Just before the Supreme Court announced its decision on President Barack Obama’s health care law, a new survey found less than half of Americans approve of the way the high court is handling its job.
According to a poll by the American Enterprise Institute, 44 percent of Americans surveyed approved of the way the Supreme Court was handling its job, compared to 62 percent who approved in 2000. Several major polling organizations with long trends found trust in the Supreme Court has declined.
Gallup, AEI reported, showed a six-point drop between 1966 and 2011 and the National Research Opinion Center recorded a a two-point drop between 1973 and 2010.
Despite the lagging approval ratings for the Supreme Court, Americans still view the judicial branch more positively than the executive and legislative branches.
A 2012 Fox News poll found that 45 percent believed the Supreme Court decisions were “about right,” with 26 percent saying they were “too liberal,” and 26 percent feeling they were “too conservative.”

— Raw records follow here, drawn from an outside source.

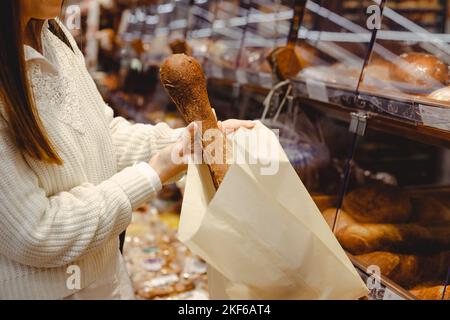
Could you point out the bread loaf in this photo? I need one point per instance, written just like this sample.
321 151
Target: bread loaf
409 270
429 210
360 238
419 69
184 81
442 94
431 292
378 203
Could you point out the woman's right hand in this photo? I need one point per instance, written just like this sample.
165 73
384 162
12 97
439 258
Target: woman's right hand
173 159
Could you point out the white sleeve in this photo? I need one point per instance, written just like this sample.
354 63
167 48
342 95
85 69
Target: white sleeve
53 231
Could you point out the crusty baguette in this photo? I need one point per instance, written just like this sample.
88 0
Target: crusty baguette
184 81
431 292
359 238
409 270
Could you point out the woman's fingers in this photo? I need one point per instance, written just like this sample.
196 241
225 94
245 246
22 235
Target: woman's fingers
232 125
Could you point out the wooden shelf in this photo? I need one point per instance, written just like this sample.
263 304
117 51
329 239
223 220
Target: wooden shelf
379 122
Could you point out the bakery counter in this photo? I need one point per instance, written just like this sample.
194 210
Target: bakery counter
397 237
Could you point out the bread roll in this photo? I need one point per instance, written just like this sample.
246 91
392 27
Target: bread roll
184 81
343 220
429 210
378 203
442 94
180 46
419 69
359 238
430 292
408 270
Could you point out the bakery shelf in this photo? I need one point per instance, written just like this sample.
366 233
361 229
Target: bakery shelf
379 122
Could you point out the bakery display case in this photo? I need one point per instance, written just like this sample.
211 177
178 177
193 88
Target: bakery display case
392 215
388 64
364 119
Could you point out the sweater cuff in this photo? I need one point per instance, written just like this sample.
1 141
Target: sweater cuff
138 186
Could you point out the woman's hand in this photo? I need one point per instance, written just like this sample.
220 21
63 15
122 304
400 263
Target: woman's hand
173 160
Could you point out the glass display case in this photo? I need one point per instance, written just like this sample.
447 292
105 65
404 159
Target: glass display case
374 74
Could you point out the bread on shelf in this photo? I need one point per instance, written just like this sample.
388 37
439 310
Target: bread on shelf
419 69
408 270
429 210
442 94
378 203
359 238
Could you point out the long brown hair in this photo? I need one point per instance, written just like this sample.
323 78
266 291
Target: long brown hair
20 110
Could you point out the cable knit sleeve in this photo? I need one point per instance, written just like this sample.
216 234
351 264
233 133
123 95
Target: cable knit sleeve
133 142
138 142
53 231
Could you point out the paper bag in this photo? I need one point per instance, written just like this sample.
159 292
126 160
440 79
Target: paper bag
262 235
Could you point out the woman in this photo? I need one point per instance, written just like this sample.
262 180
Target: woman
70 172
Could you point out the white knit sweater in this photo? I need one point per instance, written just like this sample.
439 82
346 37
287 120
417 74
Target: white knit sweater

However, while most Americans have an opinion on the court’s performance, many are unfamiliar with the individual justices. In 2010, the Pew Center reported only 28 percent could identify Chief Justice John Roberts.
While the justices are supposed to make rulings without the influence of their personal and political views, 50 percent believed the justices would let their partisan and ideological beliefs sway their decision on health care.